Luke Trusel is an Earth system geographer whose research focuses on understanding the impacts of climate variability and change on the Antarctic and Greenland ice sheets. Motivated by the potentially profound consequences of cryospheric change, Dr. Trusel’s work seeks to better understand how the ice sheets are responding, and will continue to respond, to ongoing climate change.

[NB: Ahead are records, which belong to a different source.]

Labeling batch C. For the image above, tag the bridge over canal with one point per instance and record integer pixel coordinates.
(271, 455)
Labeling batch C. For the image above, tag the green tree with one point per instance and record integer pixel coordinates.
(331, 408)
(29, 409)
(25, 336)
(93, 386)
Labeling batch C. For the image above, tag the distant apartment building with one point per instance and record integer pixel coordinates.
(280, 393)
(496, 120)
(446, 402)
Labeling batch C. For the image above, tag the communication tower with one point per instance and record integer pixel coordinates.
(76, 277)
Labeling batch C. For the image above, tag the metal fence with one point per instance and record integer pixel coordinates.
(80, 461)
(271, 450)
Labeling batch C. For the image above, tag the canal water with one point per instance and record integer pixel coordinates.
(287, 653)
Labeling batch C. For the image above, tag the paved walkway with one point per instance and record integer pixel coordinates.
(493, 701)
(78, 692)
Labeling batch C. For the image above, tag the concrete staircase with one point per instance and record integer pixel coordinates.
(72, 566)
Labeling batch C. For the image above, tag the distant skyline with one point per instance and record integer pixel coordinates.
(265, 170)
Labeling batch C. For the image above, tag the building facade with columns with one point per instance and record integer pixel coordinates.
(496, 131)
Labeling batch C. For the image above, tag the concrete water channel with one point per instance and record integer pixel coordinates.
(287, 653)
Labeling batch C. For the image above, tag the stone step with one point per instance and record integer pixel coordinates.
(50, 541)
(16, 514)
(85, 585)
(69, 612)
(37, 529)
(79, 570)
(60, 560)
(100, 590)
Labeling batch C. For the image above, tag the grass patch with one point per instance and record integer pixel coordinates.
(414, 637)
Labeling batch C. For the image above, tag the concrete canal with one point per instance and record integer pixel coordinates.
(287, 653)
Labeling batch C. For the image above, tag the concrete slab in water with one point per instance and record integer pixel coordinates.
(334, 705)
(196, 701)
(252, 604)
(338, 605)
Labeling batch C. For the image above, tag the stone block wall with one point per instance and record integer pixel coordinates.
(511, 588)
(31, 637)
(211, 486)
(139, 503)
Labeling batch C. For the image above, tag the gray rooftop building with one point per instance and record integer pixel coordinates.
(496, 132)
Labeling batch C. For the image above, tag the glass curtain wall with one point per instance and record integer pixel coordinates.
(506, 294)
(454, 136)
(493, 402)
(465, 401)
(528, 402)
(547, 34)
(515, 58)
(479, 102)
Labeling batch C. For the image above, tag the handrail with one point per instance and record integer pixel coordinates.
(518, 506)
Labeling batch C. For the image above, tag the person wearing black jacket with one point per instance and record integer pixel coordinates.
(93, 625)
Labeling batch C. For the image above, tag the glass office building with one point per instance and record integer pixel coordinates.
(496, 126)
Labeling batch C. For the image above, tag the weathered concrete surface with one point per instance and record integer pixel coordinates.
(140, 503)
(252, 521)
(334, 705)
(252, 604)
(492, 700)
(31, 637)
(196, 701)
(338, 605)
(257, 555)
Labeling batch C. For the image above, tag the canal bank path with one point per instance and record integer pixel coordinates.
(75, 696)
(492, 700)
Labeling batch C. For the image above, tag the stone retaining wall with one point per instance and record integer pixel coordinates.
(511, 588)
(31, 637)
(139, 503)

His work focuses on assessing ice sheet surface mass balance and hydrological processes and seeking to advance the understanding of high latitude environments as coupled ice-ocean-atmosphere systems. This research takes an interdisciplinary approach while combining remotely sensed observations, ice core-derived climate records, and output from regional and global climate models. These efforts are aimed at generating distinct, yet complementary perspectives into spatially-extensive processes today, but with a critical temporal perspective bridging the past and the future. His recent research demonstrates that Greenland ice sheet melting has accelerated in response to Industrial-era warming, reaching intensities that are unprecedented for centuries or millennia, and that atmospheric warming over this century may threaten the viability of Antarctica’s fringing ice shelves.
Dr. Trusel’s research is currently funded through grants from the National Science Foundation (NSF) Antarctic Glaciology Program and the National Aeronautics and Space Administration (NASA) Cryospheric Sciences program. His work has been published in leading, interdisciplinary research journals, including Nature, Nature Geoscience, and Nature Climate Change, and has been featured in prominent media outlets including The New York Times, The Washington Post, The Guardian, and National Geographic.
Before joining Penn State Geography, Dr. Trusel served a fulfilling three years as an assistant professor in the School of Earth & Environment at Rowan University and as a Postdoctoral Scholar in Geology & Geophysics at Woods Hole Oceanographic Institution while working closely with Dr. Sarah Das. He earned his PhD in Geography from Clark University in 2014, where he was a NASA Earth and Space Science Fellow under the mentorship of Dr. Karen Frey.